Previous studies found that exercise interventions have positive effects on executive functions of the general population. However, studies seldom target executive functions of children and adolescents with attention-deficit hyperactivity disorder (ADHD). This study aimed to synthesise empirical studies regarding the effects of exercise interventions on executive functions of children and adolescents with ADHD.
A systematic search of the relevant literature was conducted in March 2020 through six electronic databases: CINAHL Complete, Eric, MEDLINE, PsychINFO, SPORTDiscus with Full Text, and Web of Science. Randomised controlled trials/quasi-experimental designs that applied exercise interventions and assessed executive functions through neurocognitive tasks among children and adolescents with ADHD were included. Altogether, 314 studies were identified, from which 31 full texts were independently assessed by two authors for eligibility. Finally, 21 studies underwent systematic reviews and 15 were selected for meta-analysis. Data extraction procedures and risk of bias analysis were conducted by two independent authors using the Physiotherapy Evidence Database (PEDro) scale.

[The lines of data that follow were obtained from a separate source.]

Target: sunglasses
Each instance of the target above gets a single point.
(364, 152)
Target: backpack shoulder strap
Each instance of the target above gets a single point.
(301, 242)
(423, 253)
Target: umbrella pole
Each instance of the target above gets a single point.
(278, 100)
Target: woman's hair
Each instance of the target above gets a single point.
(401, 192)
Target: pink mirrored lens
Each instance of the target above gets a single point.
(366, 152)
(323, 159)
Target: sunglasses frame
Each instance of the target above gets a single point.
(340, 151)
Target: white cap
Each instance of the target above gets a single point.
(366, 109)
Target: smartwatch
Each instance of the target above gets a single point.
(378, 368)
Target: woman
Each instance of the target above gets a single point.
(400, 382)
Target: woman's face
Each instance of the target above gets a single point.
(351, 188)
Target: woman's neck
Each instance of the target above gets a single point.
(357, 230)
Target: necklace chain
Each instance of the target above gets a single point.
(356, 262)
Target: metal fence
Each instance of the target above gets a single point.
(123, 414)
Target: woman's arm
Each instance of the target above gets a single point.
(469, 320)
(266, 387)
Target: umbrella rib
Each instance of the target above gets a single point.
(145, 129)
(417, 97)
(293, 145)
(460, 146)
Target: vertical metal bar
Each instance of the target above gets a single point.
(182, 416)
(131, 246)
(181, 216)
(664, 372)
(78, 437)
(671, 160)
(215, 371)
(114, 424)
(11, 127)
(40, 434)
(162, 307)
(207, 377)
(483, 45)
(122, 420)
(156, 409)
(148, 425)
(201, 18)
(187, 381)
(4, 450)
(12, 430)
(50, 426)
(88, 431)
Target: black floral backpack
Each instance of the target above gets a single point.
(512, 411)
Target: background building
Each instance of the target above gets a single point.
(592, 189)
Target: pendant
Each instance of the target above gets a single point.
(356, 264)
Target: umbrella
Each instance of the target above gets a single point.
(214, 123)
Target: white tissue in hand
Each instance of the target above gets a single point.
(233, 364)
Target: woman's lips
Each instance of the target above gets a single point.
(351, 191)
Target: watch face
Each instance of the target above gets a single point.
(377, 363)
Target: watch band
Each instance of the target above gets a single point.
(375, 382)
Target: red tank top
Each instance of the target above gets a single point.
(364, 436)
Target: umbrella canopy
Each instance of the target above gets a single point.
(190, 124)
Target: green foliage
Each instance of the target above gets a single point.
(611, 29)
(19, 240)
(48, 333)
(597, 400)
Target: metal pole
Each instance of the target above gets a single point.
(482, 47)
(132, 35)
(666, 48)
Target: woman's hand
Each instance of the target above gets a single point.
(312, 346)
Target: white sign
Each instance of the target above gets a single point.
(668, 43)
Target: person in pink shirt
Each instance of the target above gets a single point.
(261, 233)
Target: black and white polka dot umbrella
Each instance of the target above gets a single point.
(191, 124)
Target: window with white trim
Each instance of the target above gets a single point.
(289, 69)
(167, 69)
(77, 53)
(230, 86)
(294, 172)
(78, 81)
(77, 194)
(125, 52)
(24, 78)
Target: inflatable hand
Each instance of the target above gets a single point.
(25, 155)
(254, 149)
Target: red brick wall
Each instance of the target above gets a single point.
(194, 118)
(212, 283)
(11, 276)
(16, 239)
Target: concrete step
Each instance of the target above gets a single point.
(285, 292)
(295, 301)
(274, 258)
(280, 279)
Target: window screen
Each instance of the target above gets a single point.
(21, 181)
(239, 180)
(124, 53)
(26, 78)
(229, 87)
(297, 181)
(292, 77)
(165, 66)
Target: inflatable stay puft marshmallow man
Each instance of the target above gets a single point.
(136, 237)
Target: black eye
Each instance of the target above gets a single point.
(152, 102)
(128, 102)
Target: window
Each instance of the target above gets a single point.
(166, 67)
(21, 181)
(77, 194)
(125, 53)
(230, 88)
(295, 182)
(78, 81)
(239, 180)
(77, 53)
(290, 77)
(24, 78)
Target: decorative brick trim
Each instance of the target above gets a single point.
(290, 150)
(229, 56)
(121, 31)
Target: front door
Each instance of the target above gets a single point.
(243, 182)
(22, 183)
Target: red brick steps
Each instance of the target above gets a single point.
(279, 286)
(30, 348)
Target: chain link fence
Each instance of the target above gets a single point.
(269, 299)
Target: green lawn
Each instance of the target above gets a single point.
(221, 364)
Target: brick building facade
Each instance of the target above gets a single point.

The findings indicated that exercise interventions improved overall executive functions of children and adolescents with ADHD (SMD = 0.611, 95% CI [0.386 to 0.836], p < 0.01). Exercise interventions had a moderate-to-large positive effect on inhibitory control (g = 0.761, 95% CI [0.376 to 1.146], p < 0.01) and cognitive flexibility (g = 0.780, 95% CI [0.331 to 1.228], p < 0.001). Likewise, during the subgroup analysis, intervention intensity and sessions of exercise (acute vs chronic) significantly moderated exercise intervention rather than intervention type.
Chronic sessions of exercise interventions with moderate intensity should be incorporated as treatment for children with ADHD to promote executive functions.